A randomized controlled trial of vitamin D replacement strategies in pediatric CF patients.J Cyst Fibros 2016; 15(2):234-41JC
Vitamin D insufficiency is common in children with cystic fibrosis (CF), yet data are sparse regarding the most effective form of vitamin D supplementation. The aim of this study was to compare two different vitamin D replacement regimens.
We conducted a randomized controlled trial comparing 50,000 IU of ergocalciferol (vitamin D2) twice weekly for 8 weeks versus 50,000 IU of cholecalciferol (vitamin D3) weekly in patients with CF, pancreatic insufficiency, age 6-21 years and a 25(OH)D<30 ng/mL. The primary outcome was change in serum 25(OH)D concentration. For secondary analyses, we examined changes in IgG, IgE and CRP in patients who normalized their vitamin D levels.

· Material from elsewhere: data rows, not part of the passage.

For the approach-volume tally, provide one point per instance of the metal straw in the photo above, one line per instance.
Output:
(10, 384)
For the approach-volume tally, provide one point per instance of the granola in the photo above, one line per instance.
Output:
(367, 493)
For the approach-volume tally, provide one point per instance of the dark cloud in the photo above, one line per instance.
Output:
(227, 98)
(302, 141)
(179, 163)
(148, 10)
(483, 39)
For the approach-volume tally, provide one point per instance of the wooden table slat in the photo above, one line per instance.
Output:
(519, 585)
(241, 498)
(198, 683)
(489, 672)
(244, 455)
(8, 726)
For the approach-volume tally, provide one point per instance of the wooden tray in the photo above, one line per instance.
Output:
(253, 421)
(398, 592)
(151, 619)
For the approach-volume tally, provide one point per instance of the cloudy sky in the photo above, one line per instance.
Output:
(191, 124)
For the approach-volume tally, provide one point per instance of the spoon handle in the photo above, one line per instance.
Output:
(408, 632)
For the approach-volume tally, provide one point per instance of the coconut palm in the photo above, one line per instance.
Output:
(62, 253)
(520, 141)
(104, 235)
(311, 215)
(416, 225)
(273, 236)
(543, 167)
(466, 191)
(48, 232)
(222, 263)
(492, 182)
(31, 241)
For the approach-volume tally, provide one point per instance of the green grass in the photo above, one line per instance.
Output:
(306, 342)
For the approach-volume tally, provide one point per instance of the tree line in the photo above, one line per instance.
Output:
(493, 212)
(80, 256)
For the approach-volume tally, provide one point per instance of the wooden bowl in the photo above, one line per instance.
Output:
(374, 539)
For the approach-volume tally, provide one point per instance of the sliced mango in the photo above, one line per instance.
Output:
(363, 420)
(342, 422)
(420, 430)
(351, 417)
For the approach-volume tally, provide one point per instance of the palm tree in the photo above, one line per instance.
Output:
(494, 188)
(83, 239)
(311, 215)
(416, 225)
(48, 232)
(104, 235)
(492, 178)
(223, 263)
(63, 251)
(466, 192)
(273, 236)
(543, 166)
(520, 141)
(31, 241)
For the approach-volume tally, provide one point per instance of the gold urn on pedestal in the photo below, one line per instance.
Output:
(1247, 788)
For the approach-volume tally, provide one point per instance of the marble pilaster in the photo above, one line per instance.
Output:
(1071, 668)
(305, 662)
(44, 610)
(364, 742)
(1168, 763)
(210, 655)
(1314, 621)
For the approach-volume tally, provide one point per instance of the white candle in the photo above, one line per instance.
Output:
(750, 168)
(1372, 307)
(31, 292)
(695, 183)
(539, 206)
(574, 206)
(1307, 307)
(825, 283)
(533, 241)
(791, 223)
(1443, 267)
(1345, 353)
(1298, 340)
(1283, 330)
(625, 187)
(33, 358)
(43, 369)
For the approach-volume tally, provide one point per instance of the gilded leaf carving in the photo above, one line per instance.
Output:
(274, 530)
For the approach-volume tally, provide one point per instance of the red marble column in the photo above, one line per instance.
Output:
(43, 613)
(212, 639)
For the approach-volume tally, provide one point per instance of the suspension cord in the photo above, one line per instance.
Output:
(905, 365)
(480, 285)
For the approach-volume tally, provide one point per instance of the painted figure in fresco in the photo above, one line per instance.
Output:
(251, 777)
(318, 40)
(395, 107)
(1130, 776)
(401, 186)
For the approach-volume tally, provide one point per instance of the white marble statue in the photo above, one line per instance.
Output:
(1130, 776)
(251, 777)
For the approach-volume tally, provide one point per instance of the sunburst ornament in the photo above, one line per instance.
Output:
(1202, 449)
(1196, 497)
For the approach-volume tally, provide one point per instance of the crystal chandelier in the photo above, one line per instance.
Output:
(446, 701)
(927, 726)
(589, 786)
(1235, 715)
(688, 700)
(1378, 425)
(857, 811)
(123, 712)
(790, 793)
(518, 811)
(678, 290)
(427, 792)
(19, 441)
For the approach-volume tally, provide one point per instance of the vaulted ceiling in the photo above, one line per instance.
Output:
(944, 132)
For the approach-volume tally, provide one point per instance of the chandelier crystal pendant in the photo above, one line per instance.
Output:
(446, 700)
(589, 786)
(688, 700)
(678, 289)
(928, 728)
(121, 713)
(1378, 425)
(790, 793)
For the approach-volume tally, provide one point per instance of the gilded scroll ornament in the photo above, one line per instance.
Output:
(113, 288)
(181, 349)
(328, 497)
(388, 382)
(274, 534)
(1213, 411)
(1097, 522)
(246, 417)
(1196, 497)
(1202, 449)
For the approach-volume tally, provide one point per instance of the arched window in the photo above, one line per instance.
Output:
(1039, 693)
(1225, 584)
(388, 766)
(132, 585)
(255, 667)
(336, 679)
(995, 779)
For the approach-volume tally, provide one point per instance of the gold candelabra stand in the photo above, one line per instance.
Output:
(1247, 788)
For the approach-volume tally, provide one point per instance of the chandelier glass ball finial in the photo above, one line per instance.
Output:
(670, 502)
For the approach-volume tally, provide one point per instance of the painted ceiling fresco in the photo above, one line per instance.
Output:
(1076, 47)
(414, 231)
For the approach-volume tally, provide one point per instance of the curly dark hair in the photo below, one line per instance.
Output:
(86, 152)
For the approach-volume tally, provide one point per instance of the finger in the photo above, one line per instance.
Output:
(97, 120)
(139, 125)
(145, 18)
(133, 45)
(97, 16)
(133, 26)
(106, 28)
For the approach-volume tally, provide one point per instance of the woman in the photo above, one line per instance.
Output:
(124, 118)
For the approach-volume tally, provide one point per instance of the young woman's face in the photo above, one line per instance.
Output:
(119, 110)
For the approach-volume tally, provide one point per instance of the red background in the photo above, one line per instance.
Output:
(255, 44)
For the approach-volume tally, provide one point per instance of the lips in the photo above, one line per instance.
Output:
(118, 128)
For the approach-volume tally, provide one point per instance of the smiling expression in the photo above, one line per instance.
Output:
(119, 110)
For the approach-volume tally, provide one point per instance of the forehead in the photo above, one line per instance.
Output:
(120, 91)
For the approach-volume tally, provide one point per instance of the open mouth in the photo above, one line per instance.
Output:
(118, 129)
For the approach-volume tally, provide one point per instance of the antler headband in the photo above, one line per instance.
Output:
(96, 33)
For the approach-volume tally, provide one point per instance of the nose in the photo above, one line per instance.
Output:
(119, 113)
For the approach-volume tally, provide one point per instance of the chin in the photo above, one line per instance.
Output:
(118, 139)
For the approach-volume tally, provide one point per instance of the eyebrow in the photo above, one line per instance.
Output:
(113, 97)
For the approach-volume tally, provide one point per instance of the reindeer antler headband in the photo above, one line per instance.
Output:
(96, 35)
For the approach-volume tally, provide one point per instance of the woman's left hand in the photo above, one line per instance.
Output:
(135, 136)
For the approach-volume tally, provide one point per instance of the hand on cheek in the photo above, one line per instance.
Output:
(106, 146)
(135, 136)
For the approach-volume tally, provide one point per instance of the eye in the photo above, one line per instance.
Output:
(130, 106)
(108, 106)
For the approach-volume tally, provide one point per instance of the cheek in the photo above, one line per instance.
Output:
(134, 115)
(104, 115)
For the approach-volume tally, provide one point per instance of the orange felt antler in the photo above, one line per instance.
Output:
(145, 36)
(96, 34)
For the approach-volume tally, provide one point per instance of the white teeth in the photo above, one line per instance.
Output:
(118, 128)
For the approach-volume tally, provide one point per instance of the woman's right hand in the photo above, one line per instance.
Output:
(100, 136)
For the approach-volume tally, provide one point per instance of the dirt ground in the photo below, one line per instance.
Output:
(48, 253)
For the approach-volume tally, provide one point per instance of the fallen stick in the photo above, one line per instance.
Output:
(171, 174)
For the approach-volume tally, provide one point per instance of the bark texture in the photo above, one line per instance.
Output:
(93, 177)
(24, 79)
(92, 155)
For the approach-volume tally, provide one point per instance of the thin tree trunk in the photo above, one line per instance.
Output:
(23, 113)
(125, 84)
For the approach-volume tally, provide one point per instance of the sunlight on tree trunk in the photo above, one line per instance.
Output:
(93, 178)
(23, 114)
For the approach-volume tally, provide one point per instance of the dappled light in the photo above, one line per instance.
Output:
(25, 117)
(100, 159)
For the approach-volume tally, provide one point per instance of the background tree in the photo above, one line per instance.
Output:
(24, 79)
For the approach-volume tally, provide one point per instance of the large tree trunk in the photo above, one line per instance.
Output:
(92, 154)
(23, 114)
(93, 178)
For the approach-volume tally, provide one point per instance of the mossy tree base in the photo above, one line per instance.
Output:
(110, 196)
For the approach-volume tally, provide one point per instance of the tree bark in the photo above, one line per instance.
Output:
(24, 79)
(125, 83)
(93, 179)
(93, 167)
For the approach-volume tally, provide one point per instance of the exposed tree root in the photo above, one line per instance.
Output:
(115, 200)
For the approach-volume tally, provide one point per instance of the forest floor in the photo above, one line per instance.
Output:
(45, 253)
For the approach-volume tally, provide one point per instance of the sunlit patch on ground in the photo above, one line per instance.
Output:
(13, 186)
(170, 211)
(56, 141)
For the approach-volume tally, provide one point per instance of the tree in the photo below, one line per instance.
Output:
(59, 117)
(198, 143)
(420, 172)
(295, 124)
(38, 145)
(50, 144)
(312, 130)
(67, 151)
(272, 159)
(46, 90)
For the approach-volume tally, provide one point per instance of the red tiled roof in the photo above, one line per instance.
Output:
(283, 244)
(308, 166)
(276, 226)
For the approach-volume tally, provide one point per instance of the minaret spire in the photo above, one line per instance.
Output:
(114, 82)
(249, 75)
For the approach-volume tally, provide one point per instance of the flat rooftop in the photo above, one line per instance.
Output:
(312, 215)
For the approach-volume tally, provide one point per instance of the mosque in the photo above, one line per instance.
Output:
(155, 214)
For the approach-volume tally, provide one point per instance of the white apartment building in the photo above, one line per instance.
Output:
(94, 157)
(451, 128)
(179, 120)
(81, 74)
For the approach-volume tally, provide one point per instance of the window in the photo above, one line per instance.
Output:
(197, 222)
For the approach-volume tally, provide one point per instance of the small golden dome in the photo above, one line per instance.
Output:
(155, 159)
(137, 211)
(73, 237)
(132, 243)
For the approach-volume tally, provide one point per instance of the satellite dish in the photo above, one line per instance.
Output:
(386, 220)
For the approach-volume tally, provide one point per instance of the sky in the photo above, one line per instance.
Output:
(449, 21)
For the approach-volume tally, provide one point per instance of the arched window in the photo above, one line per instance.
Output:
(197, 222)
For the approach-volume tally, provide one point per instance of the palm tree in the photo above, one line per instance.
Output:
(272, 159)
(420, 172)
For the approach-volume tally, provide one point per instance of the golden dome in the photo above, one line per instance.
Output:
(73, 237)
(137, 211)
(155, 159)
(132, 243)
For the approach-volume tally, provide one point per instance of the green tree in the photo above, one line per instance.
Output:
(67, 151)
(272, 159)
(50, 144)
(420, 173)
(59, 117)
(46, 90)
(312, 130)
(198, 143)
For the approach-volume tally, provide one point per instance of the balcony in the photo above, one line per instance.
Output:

A total of 47 patients completed the trial. The mean pre-treatment 25(OH)D concentration was 23.1 (SD 4.7) ng/mL. The overall mean increase in 25(OH)D was 11.1 (11.9) ng/mL and 31/47 (66%) achieved a 25(OH)D concentration ≥ 30 ng/mL; of the 26 participants who received D2, 18 (69%) achieved sufficiency while 13/21 (62%) participants treated with D3 achieved sufficiency. There was no difference between groups in change of 25(OH)D (p=0.65). Similarly, there was no difference in the number of patients to achieve vitamin D sufficiency between treatments (p=0.6).
Ergocalciferol administered as 50,000 IU twice weekly is as effective as cholecalciferol 50,000 IU weekly for 8 weeks in pediatric patients with CF and vitamin D insufficiency. Only 66% of the patients studied achieved the desired 25(OH)D concentration.